The site is a manufacturing area in Youkaichi City in Shiga Prefecture.  There are many big factories in this town. A lot of immigrants from South America live here among the local people.

This is a residential area as well an industrial area. It is also a popular drinking area where many bars and restaurants for such common people are scattered. There is a highway interchange nearby the town. The shape of the lot is a sharp triangle which is unusual for building a house.

The site is a wedge-shaped flatiron lot which remained at a corner where two streets meet at an acute angel. It was left behind neither residential nor for industrial development.  No one wanted to buy it, and the public sector would not invest to change it into a park: a lot remained bereft of life for a long time.

The elevation of this building takes the shape of the triangle plot. It is a triangular residential complex of 13 meters height with the base line 23m x height 12m x oblique line 26m. It is a typical tenanted apartment house with seven rooms, 1-3rd two units on each floor and one on the 4th floor.

Each room is composed of a living room of 13 m2, two bed rooms with  13 m2 and 9m2, a prefabricated bathroom, a kitchen system and a toilet. They are planned to be easy to rent for town people.
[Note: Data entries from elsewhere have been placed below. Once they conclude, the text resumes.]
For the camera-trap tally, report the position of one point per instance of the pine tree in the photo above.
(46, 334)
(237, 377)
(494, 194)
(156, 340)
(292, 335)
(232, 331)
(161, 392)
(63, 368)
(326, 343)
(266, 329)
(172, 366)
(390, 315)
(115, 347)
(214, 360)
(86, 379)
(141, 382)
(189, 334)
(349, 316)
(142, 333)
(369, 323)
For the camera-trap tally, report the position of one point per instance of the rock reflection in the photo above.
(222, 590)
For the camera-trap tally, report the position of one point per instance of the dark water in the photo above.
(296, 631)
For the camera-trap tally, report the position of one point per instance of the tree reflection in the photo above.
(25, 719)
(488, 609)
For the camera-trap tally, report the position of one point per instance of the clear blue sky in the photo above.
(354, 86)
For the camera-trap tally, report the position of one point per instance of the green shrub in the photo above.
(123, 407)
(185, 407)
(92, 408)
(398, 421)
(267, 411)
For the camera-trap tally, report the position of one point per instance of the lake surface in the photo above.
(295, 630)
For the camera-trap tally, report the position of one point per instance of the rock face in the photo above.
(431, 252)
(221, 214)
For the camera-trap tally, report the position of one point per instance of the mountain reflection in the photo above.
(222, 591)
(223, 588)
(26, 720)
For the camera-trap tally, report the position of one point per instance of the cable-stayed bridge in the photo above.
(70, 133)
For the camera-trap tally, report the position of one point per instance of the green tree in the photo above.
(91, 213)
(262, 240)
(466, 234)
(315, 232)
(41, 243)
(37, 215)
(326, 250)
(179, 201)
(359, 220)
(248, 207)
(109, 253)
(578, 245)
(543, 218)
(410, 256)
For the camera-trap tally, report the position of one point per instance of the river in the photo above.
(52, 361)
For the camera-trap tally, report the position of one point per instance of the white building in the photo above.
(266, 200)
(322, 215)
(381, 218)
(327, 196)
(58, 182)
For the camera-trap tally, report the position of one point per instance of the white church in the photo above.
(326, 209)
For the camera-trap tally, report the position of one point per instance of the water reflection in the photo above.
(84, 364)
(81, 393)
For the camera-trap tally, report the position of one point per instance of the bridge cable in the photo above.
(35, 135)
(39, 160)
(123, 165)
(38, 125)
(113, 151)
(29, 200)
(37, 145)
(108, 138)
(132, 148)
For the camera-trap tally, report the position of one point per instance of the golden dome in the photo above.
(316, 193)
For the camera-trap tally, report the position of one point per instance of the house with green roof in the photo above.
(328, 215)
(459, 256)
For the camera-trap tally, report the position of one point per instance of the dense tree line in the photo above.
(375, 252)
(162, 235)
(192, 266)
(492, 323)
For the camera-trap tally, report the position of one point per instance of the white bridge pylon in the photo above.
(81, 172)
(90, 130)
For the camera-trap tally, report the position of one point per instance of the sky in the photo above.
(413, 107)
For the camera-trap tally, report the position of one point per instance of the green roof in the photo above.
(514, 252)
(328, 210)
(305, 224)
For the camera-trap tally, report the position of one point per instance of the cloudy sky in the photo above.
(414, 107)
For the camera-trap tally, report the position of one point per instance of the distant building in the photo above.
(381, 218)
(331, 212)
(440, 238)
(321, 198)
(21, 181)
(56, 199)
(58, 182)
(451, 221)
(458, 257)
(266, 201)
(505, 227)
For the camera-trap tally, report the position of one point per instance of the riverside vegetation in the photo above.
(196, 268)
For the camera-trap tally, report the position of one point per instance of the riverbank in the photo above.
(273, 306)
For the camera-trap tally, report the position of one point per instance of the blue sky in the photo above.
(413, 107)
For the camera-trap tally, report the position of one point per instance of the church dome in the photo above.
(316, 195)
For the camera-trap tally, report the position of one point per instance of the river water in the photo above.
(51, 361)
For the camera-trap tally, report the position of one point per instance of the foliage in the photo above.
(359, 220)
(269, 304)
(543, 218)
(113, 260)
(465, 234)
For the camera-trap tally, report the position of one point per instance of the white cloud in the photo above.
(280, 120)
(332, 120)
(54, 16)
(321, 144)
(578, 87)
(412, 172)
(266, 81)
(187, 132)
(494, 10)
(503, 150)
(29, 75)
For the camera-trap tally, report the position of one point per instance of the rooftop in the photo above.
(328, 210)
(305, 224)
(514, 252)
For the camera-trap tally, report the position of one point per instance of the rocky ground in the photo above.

The concrete which serves as a structure is designed carefully.  Other than that specific materials are not used here. The exterior wall is made out of square cut stone, concrete and glass formed like scattered cards on it. They are bound by a "cross" so that the spread out material would not disjoin.

It looks like a present, a toy box or a castle where the boys and girls of the story of Michael Ende could be entering. It is a triangular building configured by the square elements. The cross confines the power of the mixed materials into one.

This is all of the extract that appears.